Blood Pressure Targets
- Most adults <65 years: <130/80 mmHg 2
- Adults 65-85 years: Systolic BP 120-129 mmHg if well tolerated 2
- Patients with diabetes or CKD: <130/80 mmHg 5, 1
Titration Strategy
Follow-up timeline 1:
- Recheck blood pressure in 1 month after initiating therapy
- Goal is to achieve BP control within 3 months 2
- If BP not controlled with two drugs, escalate to three-drug combination (add the third class not yet used) 1
Medication titration 1:
- Increase ACE inhibitor to full dose (lisinopril 20-40 mg daily) before adding additional agents 3
- If still uncontrolled, add the third drug class
- For resistant hypertension after optimizing three drugs, add spironolactone 25 mg daily 1
Special Population Considerations
Patients with specific comorbidities require tailored approaches:
- Coronary artery disease: ACE inhibitors or ARBs as first-line 1
- Albuminuria (UACR ≥30 mg/g): Must include ACE inhibitor or ARB to reduce progressive kidney disease 1
- Heart failure: Add beta-blockers to the regimen 1
- Pregnancy or planning pregnancy: Absolutely contraindicated: ACE inhibitors, ARBs, mineralocorticoid receptor antagonists, direct renin inhibitors 1, 2
Monitoring Requirements
Laboratory monitoring 1:
- Check serum creatinine and potassium 7-14 days after initiating or changing doses of ACE inhibitors, ARBs, or mineralocorticoid receptor antagonists
- Monitor for hypokalemia when using diuretics
Critical Pitfalls to Avoid
Do not delay pharmacotherapy for a trial of lifestyle modifications alone when BP is ≥140/90 mmHg 1. The outdated approach of waiting 3-6 months for lifestyle changes is no longer recommended by current guidelines 1. This represents a major shift from older guidelines 5 that suggested observation periods for patients with diastolic BP 100-109 mmHg.

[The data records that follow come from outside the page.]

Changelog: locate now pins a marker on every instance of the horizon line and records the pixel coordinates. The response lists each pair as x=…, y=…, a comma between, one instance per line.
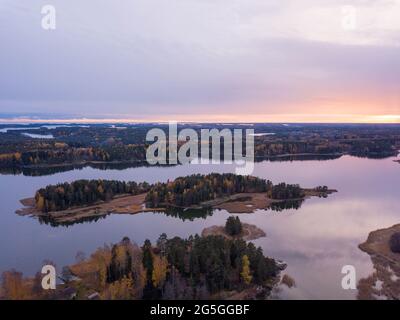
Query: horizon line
x=221, y=118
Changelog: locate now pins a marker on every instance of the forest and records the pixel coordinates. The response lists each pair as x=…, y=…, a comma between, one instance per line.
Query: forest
x=195, y=189
x=176, y=268
x=183, y=192
x=84, y=192
x=127, y=144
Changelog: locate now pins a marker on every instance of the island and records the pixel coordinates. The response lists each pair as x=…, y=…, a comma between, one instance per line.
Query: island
x=235, y=229
x=124, y=145
x=383, y=246
x=69, y=202
x=212, y=267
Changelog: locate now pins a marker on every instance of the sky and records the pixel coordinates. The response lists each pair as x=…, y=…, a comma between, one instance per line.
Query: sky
x=201, y=60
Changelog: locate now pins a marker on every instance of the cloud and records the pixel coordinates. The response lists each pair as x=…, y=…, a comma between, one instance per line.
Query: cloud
x=196, y=57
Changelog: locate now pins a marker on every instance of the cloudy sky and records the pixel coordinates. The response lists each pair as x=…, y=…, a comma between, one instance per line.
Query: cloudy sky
x=202, y=60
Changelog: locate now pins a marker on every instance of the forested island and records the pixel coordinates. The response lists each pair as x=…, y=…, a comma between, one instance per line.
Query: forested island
x=117, y=145
x=212, y=267
x=70, y=202
x=235, y=229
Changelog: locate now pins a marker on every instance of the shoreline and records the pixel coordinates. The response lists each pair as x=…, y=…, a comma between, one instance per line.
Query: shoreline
x=134, y=204
x=249, y=232
x=382, y=284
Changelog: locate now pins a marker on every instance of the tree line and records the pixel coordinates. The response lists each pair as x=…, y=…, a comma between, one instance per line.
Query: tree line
x=182, y=192
x=84, y=192
x=195, y=189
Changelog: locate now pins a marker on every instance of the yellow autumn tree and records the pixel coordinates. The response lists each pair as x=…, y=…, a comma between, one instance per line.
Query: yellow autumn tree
x=39, y=202
x=246, y=274
x=160, y=265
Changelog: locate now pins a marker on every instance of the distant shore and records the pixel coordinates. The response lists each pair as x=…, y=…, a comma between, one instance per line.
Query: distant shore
x=133, y=204
x=249, y=232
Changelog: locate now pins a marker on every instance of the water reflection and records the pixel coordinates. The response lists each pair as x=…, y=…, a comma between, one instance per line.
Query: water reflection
x=316, y=237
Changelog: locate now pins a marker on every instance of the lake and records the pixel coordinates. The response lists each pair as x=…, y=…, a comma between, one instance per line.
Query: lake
x=316, y=240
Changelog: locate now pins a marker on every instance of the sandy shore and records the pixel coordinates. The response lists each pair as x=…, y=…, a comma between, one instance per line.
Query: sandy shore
x=129, y=204
x=126, y=204
x=384, y=283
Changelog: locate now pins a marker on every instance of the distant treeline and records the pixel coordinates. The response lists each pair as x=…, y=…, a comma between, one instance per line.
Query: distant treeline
x=84, y=192
x=181, y=192
x=195, y=189
x=59, y=153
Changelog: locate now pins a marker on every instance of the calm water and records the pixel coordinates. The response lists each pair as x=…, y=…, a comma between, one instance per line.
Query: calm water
x=315, y=240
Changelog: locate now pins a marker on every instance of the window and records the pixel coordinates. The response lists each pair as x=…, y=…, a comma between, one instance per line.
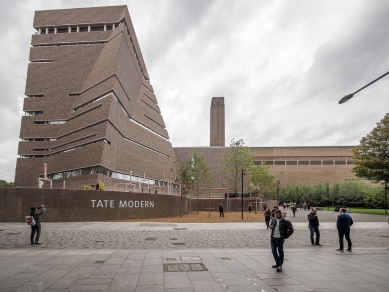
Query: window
x=33, y=113
x=97, y=28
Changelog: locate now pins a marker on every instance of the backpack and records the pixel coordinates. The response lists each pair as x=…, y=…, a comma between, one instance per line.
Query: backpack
x=30, y=220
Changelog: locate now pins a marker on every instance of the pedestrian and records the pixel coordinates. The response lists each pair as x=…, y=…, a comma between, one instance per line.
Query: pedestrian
x=281, y=229
x=343, y=223
x=272, y=211
x=36, y=229
x=314, y=226
x=267, y=218
x=294, y=209
x=221, y=210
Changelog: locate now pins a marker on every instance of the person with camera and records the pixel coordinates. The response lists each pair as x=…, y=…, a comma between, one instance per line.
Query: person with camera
x=281, y=229
x=36, y=212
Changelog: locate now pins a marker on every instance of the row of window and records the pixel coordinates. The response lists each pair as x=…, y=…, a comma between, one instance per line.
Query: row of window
x=306, y=162
x=77, y=28
x=105, y=171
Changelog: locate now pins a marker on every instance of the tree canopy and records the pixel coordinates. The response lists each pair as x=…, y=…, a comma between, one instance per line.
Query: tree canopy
x=372, y=153
x=238, y=157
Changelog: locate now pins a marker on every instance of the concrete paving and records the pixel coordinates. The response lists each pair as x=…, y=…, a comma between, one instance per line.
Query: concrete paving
x=104, y=256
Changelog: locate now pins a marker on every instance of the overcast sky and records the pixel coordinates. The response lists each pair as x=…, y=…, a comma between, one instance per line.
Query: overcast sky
x=282, y=67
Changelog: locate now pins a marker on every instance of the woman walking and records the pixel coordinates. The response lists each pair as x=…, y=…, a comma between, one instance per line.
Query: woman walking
x=36, y=229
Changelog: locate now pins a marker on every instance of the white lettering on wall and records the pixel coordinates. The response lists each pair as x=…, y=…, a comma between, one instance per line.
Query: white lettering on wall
x=122, y=204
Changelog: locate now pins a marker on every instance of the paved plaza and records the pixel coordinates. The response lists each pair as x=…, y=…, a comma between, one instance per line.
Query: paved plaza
x=129, y=256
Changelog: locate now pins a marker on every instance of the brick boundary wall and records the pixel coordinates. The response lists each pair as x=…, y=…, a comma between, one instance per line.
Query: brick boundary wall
x=65, y=205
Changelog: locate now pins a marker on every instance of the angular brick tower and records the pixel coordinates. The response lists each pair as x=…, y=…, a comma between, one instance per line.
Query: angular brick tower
x=217, y=122
x=90, y=111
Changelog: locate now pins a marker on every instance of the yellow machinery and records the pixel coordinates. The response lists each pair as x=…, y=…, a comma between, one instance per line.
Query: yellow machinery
x=99, y=186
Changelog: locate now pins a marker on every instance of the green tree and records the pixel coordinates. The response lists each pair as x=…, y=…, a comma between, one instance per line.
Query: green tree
x=238, y=157
x=261, y=179
x=202, y=179
x=372, y=155
x=4, y=184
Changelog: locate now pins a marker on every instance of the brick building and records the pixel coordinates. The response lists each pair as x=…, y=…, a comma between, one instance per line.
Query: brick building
x=90, y=111
x=91, y=114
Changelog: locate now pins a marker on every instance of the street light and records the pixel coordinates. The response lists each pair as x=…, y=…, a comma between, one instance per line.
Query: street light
x=349, y=96
x=243, y=173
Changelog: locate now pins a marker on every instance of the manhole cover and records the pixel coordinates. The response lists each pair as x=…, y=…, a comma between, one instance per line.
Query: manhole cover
x=184, y=267
x=150, y=238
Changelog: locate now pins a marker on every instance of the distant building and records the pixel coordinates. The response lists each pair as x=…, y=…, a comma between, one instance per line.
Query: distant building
x=217, y=122
x=90, y=111
x=91, y=114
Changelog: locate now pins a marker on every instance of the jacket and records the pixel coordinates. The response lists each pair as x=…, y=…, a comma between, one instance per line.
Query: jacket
x=37, y=215
x=344, y=221
x=286, y=228
x=313, y=220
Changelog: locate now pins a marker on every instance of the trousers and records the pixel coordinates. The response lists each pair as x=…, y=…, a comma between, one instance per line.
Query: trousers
x=277, y=248
x=344, y=232
x=35, y=229
x=317, y=231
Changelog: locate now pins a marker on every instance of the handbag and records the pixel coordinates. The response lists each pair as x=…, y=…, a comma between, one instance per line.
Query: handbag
x=30, y=220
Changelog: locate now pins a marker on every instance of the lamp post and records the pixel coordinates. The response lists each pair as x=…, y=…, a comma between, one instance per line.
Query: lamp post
x=349, y=96
x=243, y=173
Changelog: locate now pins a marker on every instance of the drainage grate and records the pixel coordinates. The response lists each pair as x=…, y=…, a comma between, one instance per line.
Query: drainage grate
x=184, y=267
x=150, y=238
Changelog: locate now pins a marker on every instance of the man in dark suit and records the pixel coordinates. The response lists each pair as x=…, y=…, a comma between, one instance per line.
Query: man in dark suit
x=343, y=223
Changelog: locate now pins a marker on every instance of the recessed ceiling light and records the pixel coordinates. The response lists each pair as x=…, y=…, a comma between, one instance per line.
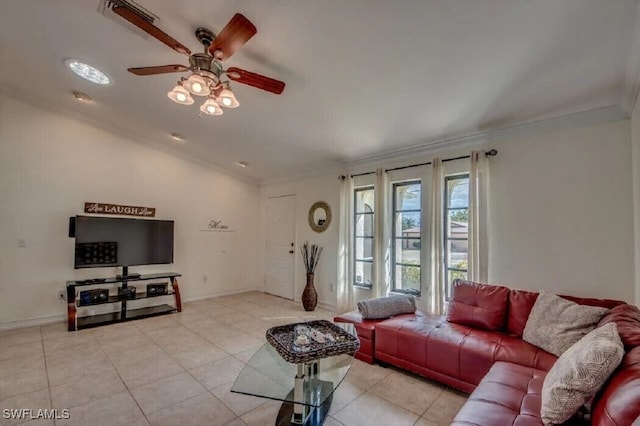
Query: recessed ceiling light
x=81, y=96
x=88, y=72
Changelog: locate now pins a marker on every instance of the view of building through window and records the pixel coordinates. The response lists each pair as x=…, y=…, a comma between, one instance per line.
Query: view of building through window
x=456, y=239
x=363, y=236
x=406, y=237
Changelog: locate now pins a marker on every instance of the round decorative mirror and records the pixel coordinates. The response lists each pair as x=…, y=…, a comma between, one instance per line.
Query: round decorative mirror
x=319, y=216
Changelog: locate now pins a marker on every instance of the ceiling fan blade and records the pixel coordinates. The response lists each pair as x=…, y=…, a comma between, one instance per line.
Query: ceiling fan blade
x=161, y=69
x=236, y=33
x=255, y=80
x=151, y=29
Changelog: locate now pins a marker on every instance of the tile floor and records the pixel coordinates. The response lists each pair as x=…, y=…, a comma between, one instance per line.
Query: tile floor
x=178, y=369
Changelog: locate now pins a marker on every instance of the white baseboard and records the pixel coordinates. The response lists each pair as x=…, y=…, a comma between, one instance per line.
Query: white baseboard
x=33, y=322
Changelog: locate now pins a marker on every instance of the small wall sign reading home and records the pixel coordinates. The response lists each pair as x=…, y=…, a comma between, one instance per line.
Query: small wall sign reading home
x=217, y=226
x=105, y=208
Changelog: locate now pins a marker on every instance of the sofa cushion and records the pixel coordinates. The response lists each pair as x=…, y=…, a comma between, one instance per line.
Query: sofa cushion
x=515, y=350
x=627, y=319
x=555, y=323
x=521, y=302
x=478, y=305
x=579, y=373
x=508, y=395
x=618, y=402
x=385, y=307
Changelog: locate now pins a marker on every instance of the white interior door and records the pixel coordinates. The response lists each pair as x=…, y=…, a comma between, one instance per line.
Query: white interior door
x=280, y=256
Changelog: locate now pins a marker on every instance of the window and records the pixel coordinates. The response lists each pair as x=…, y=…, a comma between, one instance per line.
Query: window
x=406, y=243
x=364, y=222
x=456, y=238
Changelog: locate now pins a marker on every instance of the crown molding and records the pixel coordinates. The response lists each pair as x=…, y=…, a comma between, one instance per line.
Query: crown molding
x=45, y=105
x=593, y=116
x=631, y=86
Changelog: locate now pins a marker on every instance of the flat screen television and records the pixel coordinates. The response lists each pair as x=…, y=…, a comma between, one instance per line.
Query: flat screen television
x=106, y=241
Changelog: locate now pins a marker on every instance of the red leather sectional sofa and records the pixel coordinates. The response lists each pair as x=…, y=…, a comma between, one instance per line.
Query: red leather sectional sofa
x=478, y=348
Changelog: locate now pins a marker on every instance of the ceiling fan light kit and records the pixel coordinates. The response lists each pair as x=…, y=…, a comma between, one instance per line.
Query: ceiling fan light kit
x=206, y=68
x=196, y=85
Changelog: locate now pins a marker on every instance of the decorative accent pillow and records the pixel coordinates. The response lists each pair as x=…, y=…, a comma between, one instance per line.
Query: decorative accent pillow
x=579, y=373
x=478, y=305
x=555, y=324
x=385, y=307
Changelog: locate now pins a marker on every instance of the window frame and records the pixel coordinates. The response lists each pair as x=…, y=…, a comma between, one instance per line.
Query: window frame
x=355, y=237
x=446, y=238
x=393, y=262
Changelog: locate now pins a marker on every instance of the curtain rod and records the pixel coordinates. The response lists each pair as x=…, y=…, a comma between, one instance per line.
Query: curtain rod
x=489, y=153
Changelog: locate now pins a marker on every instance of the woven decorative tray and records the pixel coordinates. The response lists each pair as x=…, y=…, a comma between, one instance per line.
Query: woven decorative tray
x=282, y=337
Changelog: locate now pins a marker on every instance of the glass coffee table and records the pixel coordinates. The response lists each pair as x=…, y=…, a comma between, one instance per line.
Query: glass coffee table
x=306, y=380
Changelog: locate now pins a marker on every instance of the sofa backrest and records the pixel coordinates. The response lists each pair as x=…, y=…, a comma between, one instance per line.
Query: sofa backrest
x=478, y=305
x=521, y=302
x=618, y=402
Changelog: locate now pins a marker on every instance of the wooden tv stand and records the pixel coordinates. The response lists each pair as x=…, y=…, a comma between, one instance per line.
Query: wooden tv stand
x=125, y=313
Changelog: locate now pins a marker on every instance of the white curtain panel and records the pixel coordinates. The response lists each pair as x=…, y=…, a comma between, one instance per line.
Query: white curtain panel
x=478, y=215
x=436, y=242
x=345, y=300
x=382, y=249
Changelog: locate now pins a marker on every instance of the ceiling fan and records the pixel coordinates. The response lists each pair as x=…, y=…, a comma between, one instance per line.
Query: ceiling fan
x=208, y=73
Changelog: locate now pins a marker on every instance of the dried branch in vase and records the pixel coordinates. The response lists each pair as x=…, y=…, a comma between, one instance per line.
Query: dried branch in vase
x=310, y=256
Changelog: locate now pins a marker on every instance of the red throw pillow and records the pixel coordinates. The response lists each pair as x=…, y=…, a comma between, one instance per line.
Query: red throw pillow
x=478, y=305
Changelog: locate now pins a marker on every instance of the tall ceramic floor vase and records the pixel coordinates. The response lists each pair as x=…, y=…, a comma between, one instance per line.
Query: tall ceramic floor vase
x=309, y=295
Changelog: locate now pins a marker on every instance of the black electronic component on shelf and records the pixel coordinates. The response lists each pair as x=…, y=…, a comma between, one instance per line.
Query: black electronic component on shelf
x=128, y=292
x=157, y=289
x=94, y=297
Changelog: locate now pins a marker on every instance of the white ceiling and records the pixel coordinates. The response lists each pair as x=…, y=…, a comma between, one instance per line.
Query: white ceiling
x=364, y=77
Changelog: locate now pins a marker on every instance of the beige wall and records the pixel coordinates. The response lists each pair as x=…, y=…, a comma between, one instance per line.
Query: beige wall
x=635, y=158
x=561, y=215
x=307, y=192
x=51, y=164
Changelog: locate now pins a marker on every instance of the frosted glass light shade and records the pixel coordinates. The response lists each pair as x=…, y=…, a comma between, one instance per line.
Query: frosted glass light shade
x=211, y=107
x=180, y=96
x=227, y=99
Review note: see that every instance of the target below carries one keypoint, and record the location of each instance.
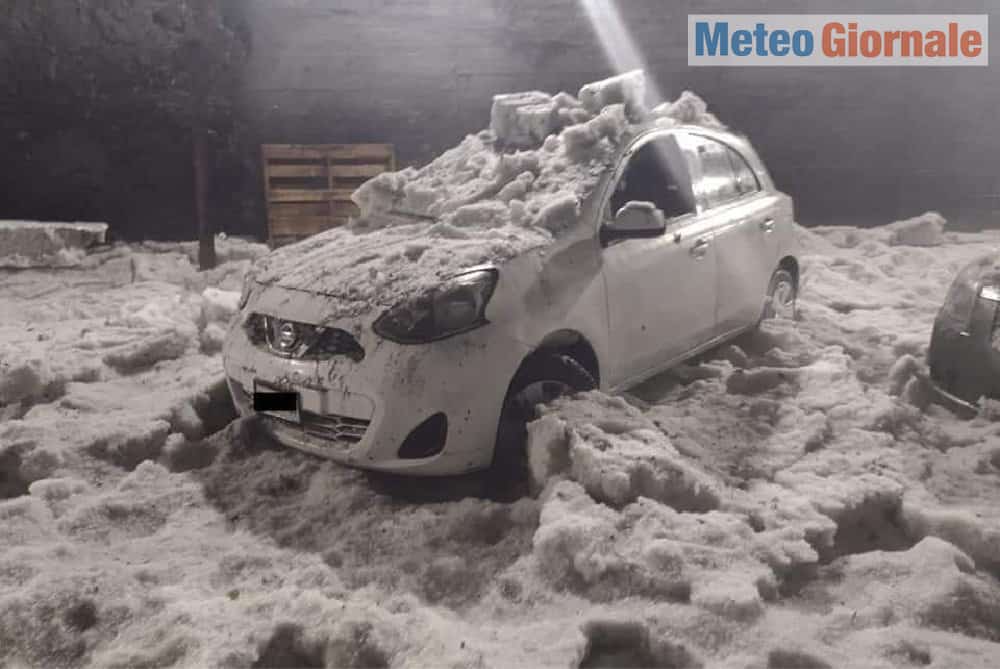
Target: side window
(746, 180)
(718, 179)
(656, 173)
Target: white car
(683, 244)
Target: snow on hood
(501, 192)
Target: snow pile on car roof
(560, 144)
(514, 187)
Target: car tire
(564, 375)
(782, 294)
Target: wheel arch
(574, 344)
(791, 265)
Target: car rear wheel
(542, 378)
(782, 293)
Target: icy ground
(789, 501)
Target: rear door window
(746, 180)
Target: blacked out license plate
(273, 401)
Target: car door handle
(700, 248)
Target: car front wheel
(542, 378)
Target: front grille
(335, 428)
(292, 339)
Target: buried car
(964, 353)
(419, 342)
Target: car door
(660, 291)
(742, 218)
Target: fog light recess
(426, 439)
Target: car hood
(361, 268)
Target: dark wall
(98, 102)
(858, 145)
(92, 97)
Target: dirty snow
(782, 502)
(503, 191)
(37, 244)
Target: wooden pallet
(308, 186)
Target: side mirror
(636, 220)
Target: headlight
(248, 281)
(456, 306)
(990, 292)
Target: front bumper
(360, 413)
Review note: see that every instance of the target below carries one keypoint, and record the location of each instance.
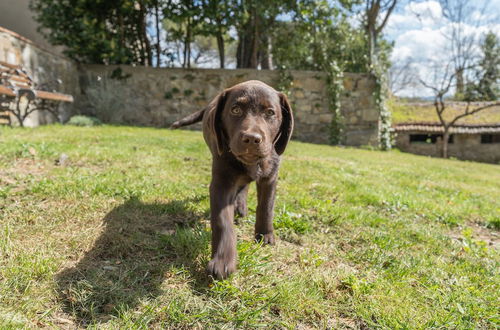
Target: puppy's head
(251, 120)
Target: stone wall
(44, 67)
(464, 146)
(159, 96)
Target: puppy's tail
(189, 120)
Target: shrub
(84, 121)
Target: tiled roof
(456, 129)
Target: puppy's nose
(251, 138)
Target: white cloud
(419, 31)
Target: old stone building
(158, 96)
(477, 142)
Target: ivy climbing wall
(158, 97)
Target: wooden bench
(21, 96)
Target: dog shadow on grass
(141, 244)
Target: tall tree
(218, 17)
(444, 80)
(109, 32)
(376, 15)
(465, 17)
(489, 74)
(318, 35)
(256, 20)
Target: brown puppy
(247, 127)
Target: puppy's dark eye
(270, 112)
(236, 111)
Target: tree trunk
(220, 46)
(266, 60)
(247, 53)
(158, 46)
(460, 82)
(446, 137)
(147, 56)
(254, 59)
(372, 44)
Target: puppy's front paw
(265, 238)
(220, 268)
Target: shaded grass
(119, 237)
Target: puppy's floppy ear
(215, 120)
(286, 127)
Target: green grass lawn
(118, 237)
(403, 112)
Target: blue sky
(418, 30)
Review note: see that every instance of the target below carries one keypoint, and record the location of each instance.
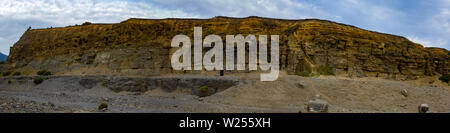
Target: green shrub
(303, 69)
(102, 106)
(204, 89)
(44, 73)
(38, 80)
(144, 38)
(445, 78)
(325, 70)
(17, 74)
(7, 73)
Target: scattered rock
(317, 106)
(404, 92)
(423, 108)
(299, 85)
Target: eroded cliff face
(142, 47)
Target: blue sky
(422, 21)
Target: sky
(422, 21)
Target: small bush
(303, 69)
(102, 106)
(44, 73)
(7, 73)
(445, 78)
(325, 70)
(204, 89)
(38, 80)
(17, 74)
(144, 38)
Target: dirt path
(289, 94)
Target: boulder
(423, 108)
(317, 106)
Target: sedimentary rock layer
(142, 47)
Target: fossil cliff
(141, 47)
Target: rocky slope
(3, 57)
(141, 47)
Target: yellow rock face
(142, 47)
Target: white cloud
(46, 13)
(64, 12)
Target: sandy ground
(289, 94)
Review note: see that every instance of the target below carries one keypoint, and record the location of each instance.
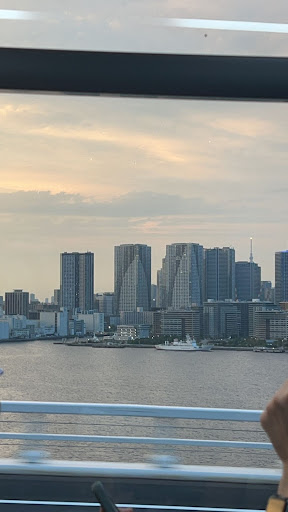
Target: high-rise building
(153, 295)
(161, 300)
(57, 296)
(17, 303)
(219, 273)
(132, 277)
(248, 278)
(77, 280)
(267, 292)
(178, 323)
(183, 276)
(104, 303)
(221, 319)
(281, 276)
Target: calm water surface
(46, 372)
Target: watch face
(276, 504)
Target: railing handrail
(148, 411)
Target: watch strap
(277, 503)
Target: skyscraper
(17, 303)
(281, 276)
(219, 273)
(132, 277)
(183, 275)
(77, 280)
(248, 278)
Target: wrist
(283, 484)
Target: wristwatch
(277, 503)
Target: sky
(81, 173)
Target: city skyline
(154, 279)
(96, 172)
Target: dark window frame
(208, 77)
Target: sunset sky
(82, 173)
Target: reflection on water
(46, 372)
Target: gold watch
(277, 503)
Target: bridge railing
(130, 410)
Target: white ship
(187, 345)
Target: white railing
(130, 410)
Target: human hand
(274, 421)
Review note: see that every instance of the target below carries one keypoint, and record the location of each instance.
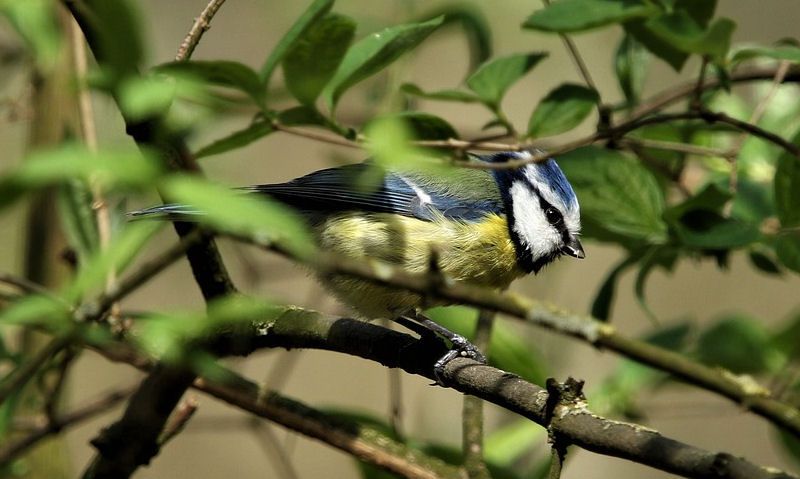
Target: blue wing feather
(337, 189)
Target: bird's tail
(173, 212)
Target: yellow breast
(479, 252)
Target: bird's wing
(364, 187)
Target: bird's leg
(461, 347)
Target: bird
(481, 226)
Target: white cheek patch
(530, 223)
(571, 212)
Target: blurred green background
(221, 442)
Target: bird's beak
(574, 249)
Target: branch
(572, 421)
(14, 449)
(200, 26)
(584, 328)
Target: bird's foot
(461, 347)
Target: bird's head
(542, 211)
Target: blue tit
(486, 226)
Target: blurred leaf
(561, 110)
(445, 95)
(374, 53)
(253, 216)
(737, 343)
(36, 23)
(107, 168)
(313, 14)
(507, 444)
(424, 126)
(302, 115)
(314, 57)
(508, 350)
(787, 247)
(701, 11)
(36, 310)
(791, 445)
(492, 79)
(259, 128)
(603, 301)
(476, 29)
(567, 16)
(664, 256)
(224, 73)
(616, 193)
(783, 52)
(787, 188)
(762, 261)
(681, 31)
(631, 64)
(115, 258)
(119, 42)
(78, 217)
(663, 49)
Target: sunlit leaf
(224, 73)
(444, 95)
(631, 64)
(374, 53)
(578, 15)
(561, 110)
(492, 79)
(256, 130)
(616, 193)
(235, 212)
(313, 14)
(315, 56)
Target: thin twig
(200, 26)
(14, 449)
(22, 374)
(472, 412)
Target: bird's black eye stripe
(553, 215)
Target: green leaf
(616, 193)
(567, 16)
(313, 14)
(315, 56)
(701, 11)
(738, 343)
(424, 126)
(36, 23)
(374, 53)
(221, 73)
(682, 32)
(78, 217)
(253, 216)
(783, 52)
(631, 63)
(124, 247)
(492, 79)
(561, 110)
(663, 49)
(444, 95)
(119, 44)
(302, 115)
(601, 306)
(787, 188)
(256, 130)
(107, 169)
(787, 248)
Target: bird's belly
(479, 253)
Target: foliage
(743, 197)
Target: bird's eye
(553, 216)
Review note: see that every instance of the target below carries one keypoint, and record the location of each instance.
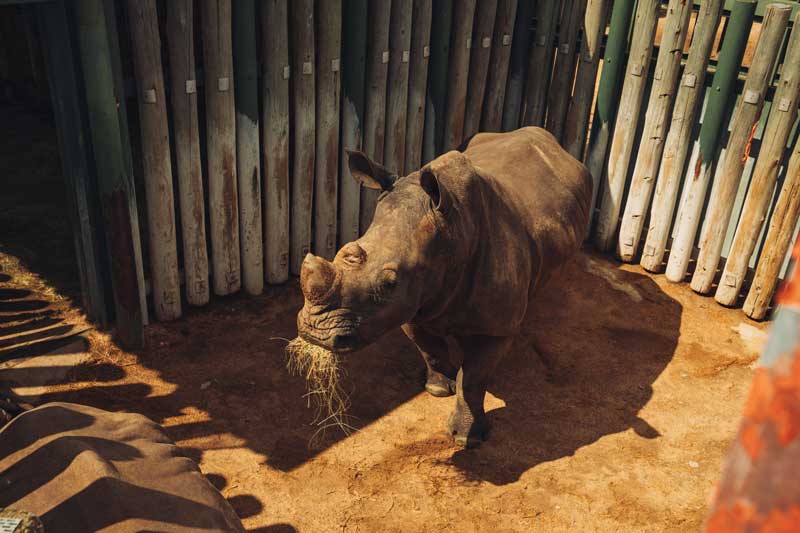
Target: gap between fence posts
(248, 160)
(659, 109)
(492, 114)
(375, 106)
(676, 146)
(354, 50)
(275, 148)
(223, 202)
(625, 130)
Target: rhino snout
(317, 279)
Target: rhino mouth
(334, 331)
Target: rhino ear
(440, 197)
(369, 173)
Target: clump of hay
(321, 369)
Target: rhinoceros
(456, 249)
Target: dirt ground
(623, 429)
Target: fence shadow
(599, 338)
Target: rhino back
(541, 185)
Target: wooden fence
(682, 111)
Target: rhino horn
(317, 279)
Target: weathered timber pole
(301, 13)
(564, 70)
(248, 158)
(66, 94)
(156, 162)
(458, 73)
(275, 98)
(541, 62)
(782, 116)
(112, 161)
(625, 130)
(659, 109)
(605, 110)
(417, 83)
(745, 120)
(329, 46)
(397, 86)
(183, 100)
(518, 66)
(676, 147)
(354, 49)
(492, 115)
(436, 100)
(483, 27)
(779, 238)
(714, 121)
(577, 122)
(375, 108)
(223, 201)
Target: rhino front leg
(468, 424)
(441, 373)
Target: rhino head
(383, 279)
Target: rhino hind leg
(468, 424)
(440, 373)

Avoid beta-blockers as initial therapy unless specific indications exist (heart failure, coronary disease) 1. Multiple guidelines now restrict their use as first-line agents 5.
Do not use hydrochlorothiazide when chlorthalidone or indapamide are available, as longer-acting thiazide-like diuretics have superior cardiovascular outcomes 1.
Avoid ACE inhibitors in patients with history of angioedema or bilateral renal artery stenosis 1.